Für das Projekt "Kultur des Friedens" stehen 1998 - 1999 rund 30 Millionen US-Dollar zur Verfügung.

Definition einer "Kultur des Friedens"
"Der Kult des Krieges bedeutet: Konflikte werden mit physischer oder symbolischer Gewalt gelöst. Eine Kultur des Friedens hingegen zielt auf Konfliktlösung durch Dialog und Vermittlung. Sie basiert auf der Anerkennung der gleichen Rechte des anderen vor dem Gesetz und der Achtung seiner Würde. Dies gilt für alle Konflikte, nationale wie internationale, zwischen Regierungen und ihrer Bevölkerung sowie zwischen Frauen und Männern. Eine Kultur des Friedens lässt sich folglich als Gesamtheit aller Werte, Verhaltens- und Lebensweisen definieren, die auf der Achtung vor dem Leben, der menschlichen Würde und den Menschenrechten, auf der Ablehnung von Gewalt - einschließlich jeder Form von Terrorismus - sowie auf der Achtung der Prinzipien der Freiheit, Gerechtigkeit, Solidarität, Toleranz und Verständigung zwischen Völkern, Bevölkerungsgruppen und Individuen beruhen.
 

Eine Kultur des Friedens ist nicht gleichzusetzen mit abstraktem Pazifismus oder passiver Toleranz. Es geht nicht nur um die Beendigung der Gewalt, sondern auch um die Überwindung von Ungerechtigkeiten oder Unterdrückung. (...) Voraussetzung für eine Kultur des Friedens ist ein Umfeld, das mit der menschlichen Würde vereinbar ist und folglich den Ausgegrenzten soziale Integration ermöglicht. Dazu gehören die Beseitigung der Armut und ihrer Begleiterscheinungen, eine gerechte Verteilung des Wohlstands und ausgewogenere Verbreitung von Wissen sowie Bildung für alle." (Mittelfristige Strategie der UNESCO 1996 - 2001, §§ 60 - 61)
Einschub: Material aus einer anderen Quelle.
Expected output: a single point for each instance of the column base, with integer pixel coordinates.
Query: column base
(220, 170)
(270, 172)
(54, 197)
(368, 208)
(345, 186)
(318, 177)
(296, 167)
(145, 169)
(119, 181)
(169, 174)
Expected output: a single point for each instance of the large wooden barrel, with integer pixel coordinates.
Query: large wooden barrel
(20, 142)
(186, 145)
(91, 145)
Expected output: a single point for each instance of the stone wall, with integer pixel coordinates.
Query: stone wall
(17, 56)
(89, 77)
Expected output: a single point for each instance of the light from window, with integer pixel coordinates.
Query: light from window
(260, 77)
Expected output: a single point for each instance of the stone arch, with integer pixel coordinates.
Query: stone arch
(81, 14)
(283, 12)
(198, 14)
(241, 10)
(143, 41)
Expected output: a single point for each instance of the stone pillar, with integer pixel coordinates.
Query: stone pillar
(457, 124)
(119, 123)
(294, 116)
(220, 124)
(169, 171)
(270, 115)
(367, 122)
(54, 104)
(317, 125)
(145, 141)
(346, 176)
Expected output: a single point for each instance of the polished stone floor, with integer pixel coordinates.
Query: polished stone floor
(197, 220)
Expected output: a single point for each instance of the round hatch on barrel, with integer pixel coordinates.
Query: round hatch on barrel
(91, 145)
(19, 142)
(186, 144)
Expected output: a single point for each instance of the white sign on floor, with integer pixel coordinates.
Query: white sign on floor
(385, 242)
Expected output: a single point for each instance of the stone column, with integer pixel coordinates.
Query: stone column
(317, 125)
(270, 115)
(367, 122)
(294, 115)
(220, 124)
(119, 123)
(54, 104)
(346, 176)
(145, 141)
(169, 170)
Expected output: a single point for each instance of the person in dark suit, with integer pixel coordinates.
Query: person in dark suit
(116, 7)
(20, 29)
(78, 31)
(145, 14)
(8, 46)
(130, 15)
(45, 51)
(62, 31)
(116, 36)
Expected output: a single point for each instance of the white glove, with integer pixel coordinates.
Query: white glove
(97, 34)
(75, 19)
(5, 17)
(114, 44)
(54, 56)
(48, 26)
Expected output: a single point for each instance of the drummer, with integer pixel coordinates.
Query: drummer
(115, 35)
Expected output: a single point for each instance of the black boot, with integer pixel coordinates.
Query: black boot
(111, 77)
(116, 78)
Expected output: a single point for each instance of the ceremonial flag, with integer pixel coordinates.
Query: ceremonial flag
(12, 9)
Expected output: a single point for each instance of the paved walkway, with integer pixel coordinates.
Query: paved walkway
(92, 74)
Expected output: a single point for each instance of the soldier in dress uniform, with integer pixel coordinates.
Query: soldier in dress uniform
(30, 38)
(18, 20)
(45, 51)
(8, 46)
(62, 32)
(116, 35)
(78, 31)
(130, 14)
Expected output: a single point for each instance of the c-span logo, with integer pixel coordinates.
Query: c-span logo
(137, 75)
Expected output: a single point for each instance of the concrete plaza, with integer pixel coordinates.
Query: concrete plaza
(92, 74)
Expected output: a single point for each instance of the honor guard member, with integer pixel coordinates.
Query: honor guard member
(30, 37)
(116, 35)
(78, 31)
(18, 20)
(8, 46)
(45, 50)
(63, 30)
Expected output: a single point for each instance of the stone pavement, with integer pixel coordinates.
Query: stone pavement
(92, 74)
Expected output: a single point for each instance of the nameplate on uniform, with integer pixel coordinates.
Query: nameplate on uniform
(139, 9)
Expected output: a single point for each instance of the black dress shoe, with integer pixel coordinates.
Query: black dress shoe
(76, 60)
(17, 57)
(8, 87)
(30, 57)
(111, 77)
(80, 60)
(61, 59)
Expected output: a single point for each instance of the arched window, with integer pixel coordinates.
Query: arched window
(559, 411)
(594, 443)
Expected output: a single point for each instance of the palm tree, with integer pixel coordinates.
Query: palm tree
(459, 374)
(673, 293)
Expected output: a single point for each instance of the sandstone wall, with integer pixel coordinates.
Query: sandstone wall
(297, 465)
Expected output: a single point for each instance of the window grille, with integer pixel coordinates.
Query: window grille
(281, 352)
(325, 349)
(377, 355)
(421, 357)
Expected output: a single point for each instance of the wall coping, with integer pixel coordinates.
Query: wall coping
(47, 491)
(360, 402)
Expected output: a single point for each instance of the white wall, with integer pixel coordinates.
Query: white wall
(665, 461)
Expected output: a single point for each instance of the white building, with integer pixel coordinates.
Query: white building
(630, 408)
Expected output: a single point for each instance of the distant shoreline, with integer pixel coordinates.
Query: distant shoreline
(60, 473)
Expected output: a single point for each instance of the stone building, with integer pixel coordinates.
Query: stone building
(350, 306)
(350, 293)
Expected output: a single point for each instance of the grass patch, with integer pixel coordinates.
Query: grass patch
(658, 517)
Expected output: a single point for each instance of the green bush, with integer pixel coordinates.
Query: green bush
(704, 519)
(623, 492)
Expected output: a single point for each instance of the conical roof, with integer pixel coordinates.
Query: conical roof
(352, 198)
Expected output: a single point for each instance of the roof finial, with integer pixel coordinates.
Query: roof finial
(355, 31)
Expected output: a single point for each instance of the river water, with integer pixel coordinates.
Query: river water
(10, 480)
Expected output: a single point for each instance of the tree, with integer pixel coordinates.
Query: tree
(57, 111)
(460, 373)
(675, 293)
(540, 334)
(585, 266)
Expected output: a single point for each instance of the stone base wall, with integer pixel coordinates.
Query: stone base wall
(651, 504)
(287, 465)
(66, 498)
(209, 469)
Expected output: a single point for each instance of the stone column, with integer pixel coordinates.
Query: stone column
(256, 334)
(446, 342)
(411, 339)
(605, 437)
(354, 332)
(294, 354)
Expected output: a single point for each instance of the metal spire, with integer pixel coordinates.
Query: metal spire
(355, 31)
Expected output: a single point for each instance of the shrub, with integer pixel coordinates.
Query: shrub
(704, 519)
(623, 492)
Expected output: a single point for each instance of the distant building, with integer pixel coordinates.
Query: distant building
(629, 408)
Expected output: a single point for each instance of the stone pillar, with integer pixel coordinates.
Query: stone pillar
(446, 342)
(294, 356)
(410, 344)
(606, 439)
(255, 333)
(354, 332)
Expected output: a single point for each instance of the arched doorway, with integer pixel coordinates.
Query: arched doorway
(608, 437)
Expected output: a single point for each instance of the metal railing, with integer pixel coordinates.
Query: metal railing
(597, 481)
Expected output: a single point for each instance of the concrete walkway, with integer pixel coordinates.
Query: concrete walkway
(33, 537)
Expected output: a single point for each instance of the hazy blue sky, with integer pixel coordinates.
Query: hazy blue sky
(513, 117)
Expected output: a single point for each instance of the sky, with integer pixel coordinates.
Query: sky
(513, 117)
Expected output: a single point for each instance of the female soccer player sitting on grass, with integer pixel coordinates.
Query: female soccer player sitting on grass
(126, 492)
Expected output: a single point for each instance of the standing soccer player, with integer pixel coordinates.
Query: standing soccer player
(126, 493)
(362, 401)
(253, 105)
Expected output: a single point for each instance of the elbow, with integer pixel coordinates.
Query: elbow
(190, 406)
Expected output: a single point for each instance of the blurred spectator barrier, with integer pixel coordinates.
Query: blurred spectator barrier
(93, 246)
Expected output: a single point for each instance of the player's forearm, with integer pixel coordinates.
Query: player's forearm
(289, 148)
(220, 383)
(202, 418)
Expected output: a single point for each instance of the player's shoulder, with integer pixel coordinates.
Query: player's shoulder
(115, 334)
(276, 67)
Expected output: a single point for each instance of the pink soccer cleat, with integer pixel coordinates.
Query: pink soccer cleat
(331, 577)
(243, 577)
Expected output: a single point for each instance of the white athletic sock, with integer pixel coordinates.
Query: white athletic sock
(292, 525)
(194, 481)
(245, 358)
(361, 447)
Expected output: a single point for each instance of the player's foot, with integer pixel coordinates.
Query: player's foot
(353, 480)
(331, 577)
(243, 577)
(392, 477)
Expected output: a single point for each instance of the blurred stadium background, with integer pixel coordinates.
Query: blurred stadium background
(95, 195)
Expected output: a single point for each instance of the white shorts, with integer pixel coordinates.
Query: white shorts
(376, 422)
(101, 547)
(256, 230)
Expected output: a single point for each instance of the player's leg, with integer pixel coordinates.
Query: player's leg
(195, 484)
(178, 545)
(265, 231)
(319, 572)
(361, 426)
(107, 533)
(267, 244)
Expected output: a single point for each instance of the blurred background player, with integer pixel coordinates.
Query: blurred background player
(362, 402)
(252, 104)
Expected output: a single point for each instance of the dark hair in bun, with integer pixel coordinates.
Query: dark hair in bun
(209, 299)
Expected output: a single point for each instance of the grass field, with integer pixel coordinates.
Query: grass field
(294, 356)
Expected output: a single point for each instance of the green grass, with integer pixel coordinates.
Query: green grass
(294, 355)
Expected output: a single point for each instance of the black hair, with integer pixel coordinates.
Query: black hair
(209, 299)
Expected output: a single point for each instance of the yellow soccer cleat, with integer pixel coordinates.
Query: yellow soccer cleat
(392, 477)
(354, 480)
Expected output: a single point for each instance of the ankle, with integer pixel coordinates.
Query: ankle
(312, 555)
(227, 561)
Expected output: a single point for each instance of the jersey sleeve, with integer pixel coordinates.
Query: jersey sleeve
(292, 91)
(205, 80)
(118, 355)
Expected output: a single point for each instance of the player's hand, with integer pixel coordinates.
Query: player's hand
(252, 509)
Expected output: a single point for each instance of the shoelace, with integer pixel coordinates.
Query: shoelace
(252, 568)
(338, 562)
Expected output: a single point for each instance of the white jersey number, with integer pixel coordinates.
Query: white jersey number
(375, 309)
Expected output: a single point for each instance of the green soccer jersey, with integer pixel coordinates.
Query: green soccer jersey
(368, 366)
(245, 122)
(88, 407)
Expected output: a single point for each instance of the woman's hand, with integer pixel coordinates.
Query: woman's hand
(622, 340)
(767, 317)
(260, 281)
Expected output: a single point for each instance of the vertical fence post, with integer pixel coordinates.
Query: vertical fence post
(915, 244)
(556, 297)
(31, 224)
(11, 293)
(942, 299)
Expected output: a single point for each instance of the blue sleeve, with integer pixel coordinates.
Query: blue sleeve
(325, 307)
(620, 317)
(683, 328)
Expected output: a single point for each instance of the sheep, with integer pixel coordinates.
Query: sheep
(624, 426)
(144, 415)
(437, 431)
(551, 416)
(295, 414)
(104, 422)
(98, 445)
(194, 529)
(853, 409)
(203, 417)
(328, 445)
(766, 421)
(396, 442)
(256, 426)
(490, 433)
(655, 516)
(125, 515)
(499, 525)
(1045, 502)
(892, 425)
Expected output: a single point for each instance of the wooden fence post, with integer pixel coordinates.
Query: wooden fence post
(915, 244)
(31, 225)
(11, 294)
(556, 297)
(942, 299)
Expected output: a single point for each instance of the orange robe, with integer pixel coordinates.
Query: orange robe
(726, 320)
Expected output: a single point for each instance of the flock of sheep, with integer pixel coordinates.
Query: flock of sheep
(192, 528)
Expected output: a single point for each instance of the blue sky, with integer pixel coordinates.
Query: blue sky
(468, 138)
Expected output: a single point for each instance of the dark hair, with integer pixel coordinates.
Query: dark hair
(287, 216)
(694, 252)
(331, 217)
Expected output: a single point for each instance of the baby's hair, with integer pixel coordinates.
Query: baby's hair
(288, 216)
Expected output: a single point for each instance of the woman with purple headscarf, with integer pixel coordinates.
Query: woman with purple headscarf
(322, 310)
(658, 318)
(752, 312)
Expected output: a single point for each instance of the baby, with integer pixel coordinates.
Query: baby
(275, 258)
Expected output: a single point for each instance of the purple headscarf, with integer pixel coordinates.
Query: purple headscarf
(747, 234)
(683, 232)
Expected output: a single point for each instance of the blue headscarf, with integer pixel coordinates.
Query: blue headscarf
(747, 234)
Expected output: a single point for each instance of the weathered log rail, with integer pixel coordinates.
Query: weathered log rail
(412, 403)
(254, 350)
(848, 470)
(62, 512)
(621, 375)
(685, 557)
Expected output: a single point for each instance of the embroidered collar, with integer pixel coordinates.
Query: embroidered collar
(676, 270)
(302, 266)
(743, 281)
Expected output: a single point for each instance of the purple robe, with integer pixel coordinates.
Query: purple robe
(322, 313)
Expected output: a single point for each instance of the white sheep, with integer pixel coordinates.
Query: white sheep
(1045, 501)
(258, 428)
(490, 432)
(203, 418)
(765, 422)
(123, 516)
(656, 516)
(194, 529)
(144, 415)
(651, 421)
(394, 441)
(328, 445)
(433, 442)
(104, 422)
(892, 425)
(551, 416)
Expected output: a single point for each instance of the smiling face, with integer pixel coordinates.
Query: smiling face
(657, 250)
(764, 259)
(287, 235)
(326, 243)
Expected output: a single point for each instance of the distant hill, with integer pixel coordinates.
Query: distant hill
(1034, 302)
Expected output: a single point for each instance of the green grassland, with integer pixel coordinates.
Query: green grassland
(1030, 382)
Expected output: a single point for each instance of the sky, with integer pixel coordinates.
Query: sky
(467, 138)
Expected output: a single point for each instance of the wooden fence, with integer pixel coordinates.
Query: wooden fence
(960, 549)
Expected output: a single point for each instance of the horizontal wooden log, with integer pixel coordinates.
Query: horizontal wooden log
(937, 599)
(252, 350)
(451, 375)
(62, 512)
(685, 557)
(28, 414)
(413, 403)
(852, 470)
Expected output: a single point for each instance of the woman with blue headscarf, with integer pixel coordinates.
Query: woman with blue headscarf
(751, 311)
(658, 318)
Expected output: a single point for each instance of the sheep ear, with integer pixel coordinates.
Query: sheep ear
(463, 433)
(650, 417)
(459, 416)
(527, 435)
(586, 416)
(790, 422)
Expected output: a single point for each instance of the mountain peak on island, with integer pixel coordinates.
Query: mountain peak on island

Das Konzept einer Kultur des Friedens
Der Weiterentwicklung der konzeptionellen Grundlagen einer Kultur des Friedens widmete sich das Zweite Internationale Forum über die Kultur des Friedens in Manila (November 1995). Mit dem Seminar "Von partieller zu globaler Sicherheit" in Paris und nachfolgenden regionalen Foren zum Thema "Das Militär und die Kultur des Friedens" (1996) wurde über neue, weit über die militärische Komponente hinausreichende Sicherheitskonzepte nachgedacht.

In den vergangenen Jahren hat die Internationale Gemeinschaft mehrere Grundsatzdokumente verabschiedet, die den Zielen einer Kultur des Friedens entsprechen. Dazu gehören der Weltaktionsplan über Erziehung zu Menschenrechten und Demokratie, die Erklärung und das Aktionsprogramm der Weltmenschenrechtskonferenz (Wien 1993), der Integrierte Aktionsplan über Erziehung zu Frieden, Menschenrechten und Demokratie (1995) und schließlich der Aktionsplan der UNO-Dekade für Menschenrechtserziehung (1995 - 2005).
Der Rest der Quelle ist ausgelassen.